Pourquoi cette provocation inouïe? Pour assurer un “récit” menant à la réélection de Donald Trump en novembre prochain? Tentant, mais pas convaincant. Parce que Donald Trump ne semble pas avoir besoin d’un tel artifice: l’économie américaine est au beau fixe, aucun opposant ne se profile dans le camp adverse, les sondages ne sont pas mauvais. Le président a été, par ailleurs, élu sur une promesse: ramener les “boys” au pays. Ce qu’il a fait notamment en se retirant de la Syrie kurde en octobre dernier. Déclarer une guerre à l’Iran, c’est aller à l’encontre de la politique militaire non interventionniste du président.

Ce qui s’est passé ce 3 janvier 2020 est sans doute assimilable à une réaction américaine non maîtrisée. Par rapport à une action iranienne mal calculée, dans la confrontation qui oppose les deux pays. Pour venger la mort d’un sous-traitant américain tué par les Iraniens en Irak, les Américains ont bombardé un site irakien et tué 25 soldats chiites et iraniens. Les Iraniens ont alors commis une terrible erreur de calcul: toucher à l’ambassade américaine de Bagdad dont l’enceinte a été partiellement saccagée par leurs supplétifs.

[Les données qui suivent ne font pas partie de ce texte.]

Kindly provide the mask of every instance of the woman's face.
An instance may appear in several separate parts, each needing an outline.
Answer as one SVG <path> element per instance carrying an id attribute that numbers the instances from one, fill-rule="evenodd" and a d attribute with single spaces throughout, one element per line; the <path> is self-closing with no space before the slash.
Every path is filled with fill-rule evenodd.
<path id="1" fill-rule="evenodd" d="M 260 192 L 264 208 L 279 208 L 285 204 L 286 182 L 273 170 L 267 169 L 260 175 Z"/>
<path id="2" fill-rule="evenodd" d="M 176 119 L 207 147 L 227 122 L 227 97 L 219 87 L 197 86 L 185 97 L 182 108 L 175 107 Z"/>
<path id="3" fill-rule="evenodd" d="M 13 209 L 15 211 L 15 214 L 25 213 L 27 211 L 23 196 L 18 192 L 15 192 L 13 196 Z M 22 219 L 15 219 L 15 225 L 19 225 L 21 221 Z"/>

Ce tabou faisait écho à l’une des plus grandes humiliations subies par les Américains lors de ce dernier demi-siècle: l’invasion et la capture du personnel de l’ambassade américaine de Téhéran lors de la révolution islamique. Cette prise d’otages dura 444 jours du 4 novembre 1979 au 20 janvier 1980. Ces images de diplomates américains entravés et aveuglés comme des condamnés à mort ont 40 ans. Et constituent en réalité le vrai début de la guerre entre les deux pays. Celle-ci semble réclamer un nouveau tribut de sang et d’images…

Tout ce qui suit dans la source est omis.